Virtual patients who were promptly referred to the emergency department and who presented there within 72 hours had outcomes that were similar to those who initially presented to the emergency department. The rates of index visit hospital admissions (9.4% vs 8.7%), 30-day emergency department visits (17% vs 17.5%), and hospital admission (12.9% vs 11%) were similar between these groups. Among patients who were referred to emergency care by a virtual provider, the length of stay in the hospital was 2.4 days longer, and these patients were more likely to have another virtual visit within 72 hours, 7 days, and 30 days, compared with patients who presented first to the emergency department. They also were more likely to have a subsequent specialist visit within 7 days and 30 days.

Virtual patients who weren’t referred to the emergency department were more likely than emergency department patients who were discharged home to have a subsequent in-person emergency department visit in 72 hours (13.7% vs 7%), 7 days (16.5% vs 10.3%), and 30 days (21.9% vs 17.9%). Hospital admissions were similar between groups within 72 hours (1.1% vs 1.3%) and within 7 days (1.6% vs 1.9%). They were higher within 30 days for patients who were discharged home from the emergency department (3.4% vs 2.6%). Among virtual patients, hospital stays were 1 day longer, and fewer than five deaths occurred, which was not significantly different between the groups.

“The overall impact of the provincial VUC pilot program on subsequent emergency department volumes and hospitalizations was limited, but an important percentage of VUC patients subsequently attended an emergency department in person, which may reflect the limitations of VUC services as currently designed,” said McLeod.

“These findings highlight the need to better understand the inherent limitations of virtual care and ensure that future virtual providers have timely access to in-person outpatient resources for follow-up to reduce subsequent emergency department visits and ensure appropriate use of emergency department services.”

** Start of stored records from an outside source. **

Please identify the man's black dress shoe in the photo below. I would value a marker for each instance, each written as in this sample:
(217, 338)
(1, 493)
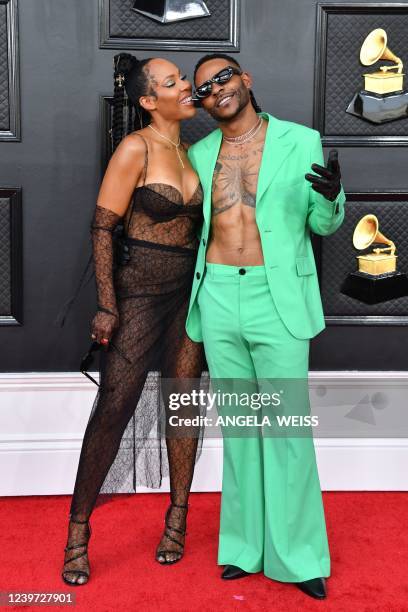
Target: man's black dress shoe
(316, 587)
(231, 572)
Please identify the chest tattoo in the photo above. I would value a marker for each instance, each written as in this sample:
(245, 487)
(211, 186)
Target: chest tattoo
(235, 179)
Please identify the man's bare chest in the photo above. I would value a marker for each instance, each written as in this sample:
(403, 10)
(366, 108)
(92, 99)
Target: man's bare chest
(235, 177)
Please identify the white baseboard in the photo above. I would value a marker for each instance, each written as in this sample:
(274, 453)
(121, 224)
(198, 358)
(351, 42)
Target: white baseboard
(43, 417)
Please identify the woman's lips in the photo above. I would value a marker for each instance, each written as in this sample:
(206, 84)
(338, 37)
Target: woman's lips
(188, 100)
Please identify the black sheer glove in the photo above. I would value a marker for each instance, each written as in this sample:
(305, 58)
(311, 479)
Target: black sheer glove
(328, 183)
(106, 319)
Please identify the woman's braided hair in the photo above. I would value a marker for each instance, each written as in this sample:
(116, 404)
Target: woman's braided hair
(130, 83)
(231, 60)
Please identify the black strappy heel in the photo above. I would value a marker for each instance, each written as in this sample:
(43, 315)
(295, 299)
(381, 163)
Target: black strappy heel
(78, 572)
(163, 552)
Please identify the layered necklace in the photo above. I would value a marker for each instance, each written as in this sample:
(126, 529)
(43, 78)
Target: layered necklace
(176, 145)
(251, 133)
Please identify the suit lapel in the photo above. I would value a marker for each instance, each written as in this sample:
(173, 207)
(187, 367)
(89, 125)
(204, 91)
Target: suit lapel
(207, 175)
(276, 150)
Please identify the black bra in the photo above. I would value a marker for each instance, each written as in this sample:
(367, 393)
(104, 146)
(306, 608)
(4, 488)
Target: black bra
(163, 202)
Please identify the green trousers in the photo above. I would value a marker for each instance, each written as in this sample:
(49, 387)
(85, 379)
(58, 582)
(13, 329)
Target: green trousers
(272, 516)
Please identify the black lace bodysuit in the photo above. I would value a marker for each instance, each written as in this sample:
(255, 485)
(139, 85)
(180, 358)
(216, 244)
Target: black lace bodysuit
(123, 441)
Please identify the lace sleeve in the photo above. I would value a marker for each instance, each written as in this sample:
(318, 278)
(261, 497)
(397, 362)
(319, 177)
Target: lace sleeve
(102, 226)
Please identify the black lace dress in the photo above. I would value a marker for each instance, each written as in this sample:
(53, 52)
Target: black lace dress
(127, 434)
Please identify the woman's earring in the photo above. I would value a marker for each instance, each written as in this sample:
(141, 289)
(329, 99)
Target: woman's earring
(140, 118)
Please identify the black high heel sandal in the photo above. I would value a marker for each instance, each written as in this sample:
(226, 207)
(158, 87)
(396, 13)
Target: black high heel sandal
(78, 572)
(163, 552)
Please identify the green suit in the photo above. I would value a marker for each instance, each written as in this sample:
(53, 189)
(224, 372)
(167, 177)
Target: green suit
(287, 208)
(256, 323)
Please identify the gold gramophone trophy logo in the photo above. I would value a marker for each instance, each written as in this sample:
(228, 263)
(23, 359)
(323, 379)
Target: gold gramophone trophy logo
(377, 279)
(169, 11)
(383, 98)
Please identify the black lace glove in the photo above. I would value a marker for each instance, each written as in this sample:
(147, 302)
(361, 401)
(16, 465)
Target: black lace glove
(328, 183)
(106, 319)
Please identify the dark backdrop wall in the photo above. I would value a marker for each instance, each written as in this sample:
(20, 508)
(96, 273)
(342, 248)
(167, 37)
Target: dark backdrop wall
(57, 164)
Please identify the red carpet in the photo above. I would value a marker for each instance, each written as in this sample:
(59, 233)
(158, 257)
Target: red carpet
(368, 539)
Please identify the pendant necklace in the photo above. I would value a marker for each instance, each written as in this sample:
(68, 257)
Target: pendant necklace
(176, 145)
(251, 133)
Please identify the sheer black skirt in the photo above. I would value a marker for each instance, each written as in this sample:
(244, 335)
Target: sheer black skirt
(128, 440)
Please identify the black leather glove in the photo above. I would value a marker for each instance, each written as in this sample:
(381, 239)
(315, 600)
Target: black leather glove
(328, 183)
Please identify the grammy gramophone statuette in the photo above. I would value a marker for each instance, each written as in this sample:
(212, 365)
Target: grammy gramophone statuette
(377, 279)
(169, 11)
(383, 98)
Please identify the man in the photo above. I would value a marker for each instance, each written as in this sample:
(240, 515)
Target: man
(255, 303)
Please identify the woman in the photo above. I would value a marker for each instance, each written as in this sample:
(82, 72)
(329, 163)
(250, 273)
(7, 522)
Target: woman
(142, 305)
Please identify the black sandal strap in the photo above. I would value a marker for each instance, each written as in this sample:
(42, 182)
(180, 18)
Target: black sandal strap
(167, 535)
(75, 558)
(75, 546)
(78, 572)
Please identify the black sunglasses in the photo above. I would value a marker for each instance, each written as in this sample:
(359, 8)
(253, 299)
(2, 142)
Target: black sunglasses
(222, 77)
(88, 358)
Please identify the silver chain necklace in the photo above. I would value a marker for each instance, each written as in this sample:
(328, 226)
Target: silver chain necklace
(251, 133)
(175, 144)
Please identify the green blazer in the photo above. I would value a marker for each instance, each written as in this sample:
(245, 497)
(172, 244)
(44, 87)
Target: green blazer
(287, 211)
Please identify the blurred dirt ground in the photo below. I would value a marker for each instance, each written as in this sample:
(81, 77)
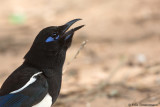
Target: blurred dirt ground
(119, 66)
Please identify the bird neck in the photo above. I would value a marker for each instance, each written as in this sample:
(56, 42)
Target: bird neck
(44, 60)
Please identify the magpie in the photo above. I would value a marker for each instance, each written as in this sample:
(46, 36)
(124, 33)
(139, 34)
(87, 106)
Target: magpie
(37, 82)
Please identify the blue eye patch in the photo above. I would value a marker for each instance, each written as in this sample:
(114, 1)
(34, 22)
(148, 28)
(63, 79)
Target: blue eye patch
(68, 37)
(50, 39)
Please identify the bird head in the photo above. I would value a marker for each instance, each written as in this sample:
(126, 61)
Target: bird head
(51, 44)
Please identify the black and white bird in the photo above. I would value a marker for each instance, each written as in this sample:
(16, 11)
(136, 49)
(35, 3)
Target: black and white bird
(37, 82)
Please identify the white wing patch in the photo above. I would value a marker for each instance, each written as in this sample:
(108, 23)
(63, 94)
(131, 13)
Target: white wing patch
(31, 81)
(46, 102)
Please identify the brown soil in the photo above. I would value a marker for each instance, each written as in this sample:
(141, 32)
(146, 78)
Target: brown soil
(119, 66)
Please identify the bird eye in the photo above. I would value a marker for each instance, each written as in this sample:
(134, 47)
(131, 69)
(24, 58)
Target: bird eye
(50, 38)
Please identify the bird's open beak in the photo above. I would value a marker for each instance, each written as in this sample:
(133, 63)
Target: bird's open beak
(65, 27)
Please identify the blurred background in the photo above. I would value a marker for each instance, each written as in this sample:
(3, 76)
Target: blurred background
(118, 67)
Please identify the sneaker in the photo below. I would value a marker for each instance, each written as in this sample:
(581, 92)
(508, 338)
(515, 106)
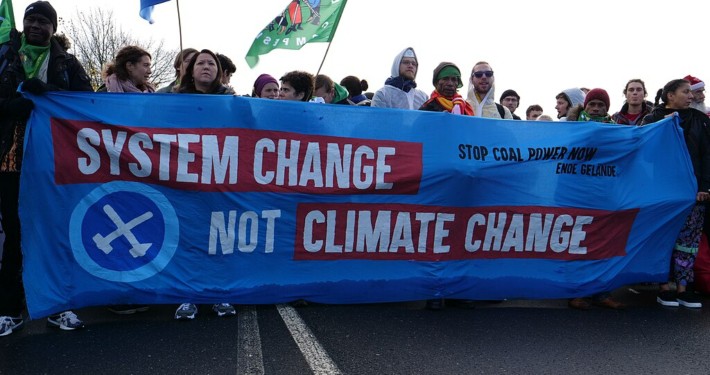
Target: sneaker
(10, 324)
(667, 298)
(186, 311)
(127, 309)
(224, 309)
(579, 304)
(609, 303)
(66, 321)
(689, 299)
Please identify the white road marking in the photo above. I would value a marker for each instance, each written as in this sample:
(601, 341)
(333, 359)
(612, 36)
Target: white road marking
(316, 356)
(250, 359)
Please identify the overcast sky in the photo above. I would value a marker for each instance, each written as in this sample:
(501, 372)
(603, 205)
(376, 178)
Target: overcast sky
(537, 48)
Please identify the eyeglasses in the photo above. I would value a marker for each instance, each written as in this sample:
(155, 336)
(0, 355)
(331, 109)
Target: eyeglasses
(487, 73)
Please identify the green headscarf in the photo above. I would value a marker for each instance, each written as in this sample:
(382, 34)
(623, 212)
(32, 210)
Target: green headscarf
(32, 57)
(450, 71)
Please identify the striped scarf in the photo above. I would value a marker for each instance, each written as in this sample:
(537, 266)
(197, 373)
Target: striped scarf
(457, 105)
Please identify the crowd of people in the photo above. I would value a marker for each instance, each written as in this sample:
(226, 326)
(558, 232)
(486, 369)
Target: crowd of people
(38, 59)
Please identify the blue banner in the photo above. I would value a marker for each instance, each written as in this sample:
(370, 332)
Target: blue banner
(166, 198)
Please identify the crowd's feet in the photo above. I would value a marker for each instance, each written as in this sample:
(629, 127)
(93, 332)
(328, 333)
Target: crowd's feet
(687, 299)
(66, 321)
(440, 303)
(10, 324)
(127, 309)
(224, 309)
(188, 311)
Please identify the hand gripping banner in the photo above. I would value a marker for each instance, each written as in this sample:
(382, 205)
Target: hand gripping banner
(167, 198)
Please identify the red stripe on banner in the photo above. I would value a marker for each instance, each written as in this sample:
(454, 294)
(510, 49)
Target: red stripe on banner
(428, 233)
(229, 159)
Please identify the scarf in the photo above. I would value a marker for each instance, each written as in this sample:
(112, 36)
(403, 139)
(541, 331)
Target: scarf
(34, 60)
(113, 84)
(584, 116)
(401, 83)
(457, 105)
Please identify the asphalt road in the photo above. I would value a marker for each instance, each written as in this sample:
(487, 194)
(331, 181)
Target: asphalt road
(510, 337)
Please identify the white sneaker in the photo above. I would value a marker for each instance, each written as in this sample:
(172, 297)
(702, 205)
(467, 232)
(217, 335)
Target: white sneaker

Additional research is needed to inform provincial policy decisions on how best to structure virtual services in a sustainable way, the authors wrote, including the role of emergency departments. For instance, nurse practitioners, physician assistants, or primary care providers may be better suited to provide virtual care as part of a “primary care first” strategy, they wrote.

“Our results suggest that patients using VUC often have a primary care provider and seemed to be accessing the VUC more for expedited advice as opposed to emergency care, suggesting that the current system of VUC in Ontario may simply be a stopgap for when primary care is not available in a timely fashion,” said McLeod.

In addition, virtual urgent care providers cannot conduct a physical exam and may not have access to real-time laboratory tests, imaging, and previous medical records, which can limit their ability to diagnose certain conditions, the authors wrote.

Investigating Future Plans

Commenting on the findings for Medscape, Lauren Lapointe-Shaw, MD, staff physician at University Health Network and assistant professor of medicine at the University of Toronto, said, “Previous studies suggest that virtual care is most effective when it is provided by a clinician who knows the patient and is able to examine the patient, if needed.”

Lapointe-Shaw, who wasn’t involved with this study, has researched virtual walk-in clinics in Ontario and found that patients were less likely to have a follow-up in-person visit with the same physician, were more likely to have another virtual visit, and were twice as likely to visit the emergency department within 30 days of the initial virtual appointment.

“VUC met a defined need for care at a time when minimizing COVID-19 exposure risk and preserving personal protective equipment were prioritized. Despite the present study findings, its use may still make sense in that context,” she said. “Future research should assess whether, under typical conditions, introducing a VUC service to a hospital site can reduce overall emergency department volumes.”

The study was conducted without outside funding. One author is an employee of Ontario Health, and another is a paid advisor to the Ministry of Health and has provided executive sponsorship for the virtual urgent care evaluation.